I want a relationship but I feel like I'm not 'relationship material'?

Anonymous
I'm 18, I have never had a serious boyfriend (except online)... I've always wanted to date someone and be in a committed relationship. I would absolutely never cheat on anybody, would never lie to someone I was dating either. I've had crushes on guys and stuff and have told them but they never like me back.

The thing is, I want a relationship, but I feel like I'm not good enough. I'm overweight; not obese but more than chubby, I have a little bit of acne, I have depression (although I hide it from everybody), and I have anxiety. I feel like I won't be good for a guy, and maybe that's the reason no guys ever liked me back in high school.

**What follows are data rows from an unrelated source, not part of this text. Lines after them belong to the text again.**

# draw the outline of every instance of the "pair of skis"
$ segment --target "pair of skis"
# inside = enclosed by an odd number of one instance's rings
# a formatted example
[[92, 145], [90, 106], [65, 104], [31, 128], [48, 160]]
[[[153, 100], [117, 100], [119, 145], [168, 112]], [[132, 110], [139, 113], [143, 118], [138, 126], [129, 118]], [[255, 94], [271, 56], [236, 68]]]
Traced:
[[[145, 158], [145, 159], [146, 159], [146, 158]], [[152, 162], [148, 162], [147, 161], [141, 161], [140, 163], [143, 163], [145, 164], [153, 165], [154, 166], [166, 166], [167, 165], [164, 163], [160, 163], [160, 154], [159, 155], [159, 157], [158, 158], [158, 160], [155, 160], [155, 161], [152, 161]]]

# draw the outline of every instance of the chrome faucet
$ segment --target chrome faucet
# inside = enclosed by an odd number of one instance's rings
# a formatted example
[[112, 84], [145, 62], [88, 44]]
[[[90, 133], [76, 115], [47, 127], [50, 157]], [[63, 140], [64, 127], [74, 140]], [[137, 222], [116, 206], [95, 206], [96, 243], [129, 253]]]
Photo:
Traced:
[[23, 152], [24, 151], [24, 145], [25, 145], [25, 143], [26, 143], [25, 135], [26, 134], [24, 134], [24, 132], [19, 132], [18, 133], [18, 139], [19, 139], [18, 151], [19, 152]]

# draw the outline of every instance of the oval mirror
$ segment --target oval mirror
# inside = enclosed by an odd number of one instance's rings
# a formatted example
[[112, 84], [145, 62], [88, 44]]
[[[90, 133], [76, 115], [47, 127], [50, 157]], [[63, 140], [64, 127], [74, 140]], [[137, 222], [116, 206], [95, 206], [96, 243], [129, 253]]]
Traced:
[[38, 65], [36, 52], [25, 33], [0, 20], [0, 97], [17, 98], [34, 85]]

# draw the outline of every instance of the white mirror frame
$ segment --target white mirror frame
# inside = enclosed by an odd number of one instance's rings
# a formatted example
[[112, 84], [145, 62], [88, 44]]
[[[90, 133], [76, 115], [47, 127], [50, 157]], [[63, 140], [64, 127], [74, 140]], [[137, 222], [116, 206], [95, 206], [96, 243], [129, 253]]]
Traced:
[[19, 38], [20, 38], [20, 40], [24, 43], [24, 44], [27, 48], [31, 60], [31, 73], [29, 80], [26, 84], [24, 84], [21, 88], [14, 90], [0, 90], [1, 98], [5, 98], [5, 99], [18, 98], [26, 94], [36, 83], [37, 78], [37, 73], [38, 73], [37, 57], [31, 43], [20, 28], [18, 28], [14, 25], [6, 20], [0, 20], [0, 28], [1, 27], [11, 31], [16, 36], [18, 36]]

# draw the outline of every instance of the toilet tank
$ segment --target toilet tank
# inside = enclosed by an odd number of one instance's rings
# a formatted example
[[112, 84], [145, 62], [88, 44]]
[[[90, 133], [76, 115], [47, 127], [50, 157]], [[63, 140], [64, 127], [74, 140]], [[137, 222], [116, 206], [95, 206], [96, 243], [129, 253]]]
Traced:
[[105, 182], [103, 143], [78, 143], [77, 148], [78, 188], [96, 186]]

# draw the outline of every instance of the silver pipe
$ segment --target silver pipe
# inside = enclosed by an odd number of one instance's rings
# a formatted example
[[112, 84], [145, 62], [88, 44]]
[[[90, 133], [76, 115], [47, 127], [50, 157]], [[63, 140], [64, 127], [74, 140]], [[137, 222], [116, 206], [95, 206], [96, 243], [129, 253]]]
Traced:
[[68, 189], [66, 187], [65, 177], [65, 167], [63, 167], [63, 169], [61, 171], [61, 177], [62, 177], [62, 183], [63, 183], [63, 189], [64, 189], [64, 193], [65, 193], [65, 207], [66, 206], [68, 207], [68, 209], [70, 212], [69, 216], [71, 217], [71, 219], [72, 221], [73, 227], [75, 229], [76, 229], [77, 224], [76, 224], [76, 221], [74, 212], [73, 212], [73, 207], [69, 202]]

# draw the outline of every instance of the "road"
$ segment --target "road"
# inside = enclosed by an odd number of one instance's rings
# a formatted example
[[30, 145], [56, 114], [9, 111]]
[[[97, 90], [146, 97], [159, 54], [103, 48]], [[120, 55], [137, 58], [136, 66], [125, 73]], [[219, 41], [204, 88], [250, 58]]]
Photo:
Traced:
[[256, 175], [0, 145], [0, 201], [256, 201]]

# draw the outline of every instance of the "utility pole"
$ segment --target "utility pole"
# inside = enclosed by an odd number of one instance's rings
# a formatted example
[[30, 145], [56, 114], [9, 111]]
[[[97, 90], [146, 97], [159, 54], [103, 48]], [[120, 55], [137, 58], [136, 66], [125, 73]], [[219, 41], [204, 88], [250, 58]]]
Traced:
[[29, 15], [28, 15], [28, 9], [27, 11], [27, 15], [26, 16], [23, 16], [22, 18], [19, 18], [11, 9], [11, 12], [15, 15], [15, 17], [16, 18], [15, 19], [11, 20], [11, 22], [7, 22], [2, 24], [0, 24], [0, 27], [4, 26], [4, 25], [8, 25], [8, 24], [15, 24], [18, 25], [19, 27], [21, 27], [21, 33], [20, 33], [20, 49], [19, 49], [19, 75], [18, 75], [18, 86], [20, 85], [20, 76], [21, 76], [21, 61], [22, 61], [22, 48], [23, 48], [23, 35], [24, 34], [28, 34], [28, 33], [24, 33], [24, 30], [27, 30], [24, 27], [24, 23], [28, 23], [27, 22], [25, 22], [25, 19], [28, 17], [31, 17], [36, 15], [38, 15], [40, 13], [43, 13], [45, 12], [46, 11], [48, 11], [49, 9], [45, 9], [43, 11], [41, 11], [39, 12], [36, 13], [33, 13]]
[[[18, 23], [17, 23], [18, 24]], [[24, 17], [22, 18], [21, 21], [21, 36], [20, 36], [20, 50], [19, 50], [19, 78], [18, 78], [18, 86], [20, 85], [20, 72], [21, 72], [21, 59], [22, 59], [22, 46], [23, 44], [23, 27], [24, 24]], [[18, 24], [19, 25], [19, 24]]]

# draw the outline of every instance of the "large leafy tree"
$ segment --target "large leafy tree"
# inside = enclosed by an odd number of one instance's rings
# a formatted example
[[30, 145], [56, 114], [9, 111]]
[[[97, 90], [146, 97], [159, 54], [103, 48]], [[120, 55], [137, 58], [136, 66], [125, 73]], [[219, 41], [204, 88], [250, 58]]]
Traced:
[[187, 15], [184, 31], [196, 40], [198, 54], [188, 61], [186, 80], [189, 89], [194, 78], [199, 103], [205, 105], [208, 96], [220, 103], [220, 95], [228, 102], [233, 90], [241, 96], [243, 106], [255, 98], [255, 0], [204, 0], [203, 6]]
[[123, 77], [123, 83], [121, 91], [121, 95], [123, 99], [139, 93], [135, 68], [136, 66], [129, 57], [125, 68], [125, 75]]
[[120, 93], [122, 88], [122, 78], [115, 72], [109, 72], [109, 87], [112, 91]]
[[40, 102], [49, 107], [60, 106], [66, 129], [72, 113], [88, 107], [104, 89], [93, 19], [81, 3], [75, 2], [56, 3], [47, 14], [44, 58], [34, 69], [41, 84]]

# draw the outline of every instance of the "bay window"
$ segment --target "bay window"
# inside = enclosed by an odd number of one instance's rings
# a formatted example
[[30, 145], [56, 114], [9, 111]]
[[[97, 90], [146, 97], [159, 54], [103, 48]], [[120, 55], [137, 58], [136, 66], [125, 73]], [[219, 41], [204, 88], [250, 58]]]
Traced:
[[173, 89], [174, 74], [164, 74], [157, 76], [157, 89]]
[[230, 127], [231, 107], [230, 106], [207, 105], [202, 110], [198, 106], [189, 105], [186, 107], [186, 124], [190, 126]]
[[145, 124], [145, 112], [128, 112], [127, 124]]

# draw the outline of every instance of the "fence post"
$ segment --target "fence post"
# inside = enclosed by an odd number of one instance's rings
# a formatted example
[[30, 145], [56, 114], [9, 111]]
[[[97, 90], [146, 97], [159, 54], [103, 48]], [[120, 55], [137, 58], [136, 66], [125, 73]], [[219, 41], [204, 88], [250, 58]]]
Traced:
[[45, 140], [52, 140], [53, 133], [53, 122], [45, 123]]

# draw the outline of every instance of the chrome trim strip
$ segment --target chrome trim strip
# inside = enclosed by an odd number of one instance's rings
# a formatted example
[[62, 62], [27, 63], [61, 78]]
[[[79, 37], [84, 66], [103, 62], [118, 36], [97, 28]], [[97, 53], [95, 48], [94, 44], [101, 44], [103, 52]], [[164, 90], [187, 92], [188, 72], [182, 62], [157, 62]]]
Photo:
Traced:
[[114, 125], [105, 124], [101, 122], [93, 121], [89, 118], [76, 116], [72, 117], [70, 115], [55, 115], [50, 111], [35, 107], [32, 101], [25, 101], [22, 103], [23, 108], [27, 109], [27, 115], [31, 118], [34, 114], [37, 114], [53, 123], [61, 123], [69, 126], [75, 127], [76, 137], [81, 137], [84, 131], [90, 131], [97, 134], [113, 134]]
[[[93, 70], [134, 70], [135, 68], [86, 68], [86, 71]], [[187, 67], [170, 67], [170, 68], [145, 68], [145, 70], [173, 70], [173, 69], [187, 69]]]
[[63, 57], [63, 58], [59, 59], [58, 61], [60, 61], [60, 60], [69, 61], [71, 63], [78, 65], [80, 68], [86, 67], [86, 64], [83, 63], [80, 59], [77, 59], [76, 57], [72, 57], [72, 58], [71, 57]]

How come no guys like me? I've been on a blind date before and I did my hair and makeup for almost three hours and picked out a nice outfit and everything, but he still didn't like me. :/ I'm beginning to lose hope that I'll ever date anybody! All my friends have boyfriends and its not that I want to be like them, it's just that I want to know how it feels to be in love with somebody. My mom talks about her boyfriend and stuff and says 'I truly hope that one day you can feel how I feel with this guy, I hope someday you can be in love with the love of your life'. WELL maybe it'll never happen LOL.
I want a relationship but I feel like I'm not 'relationship material'?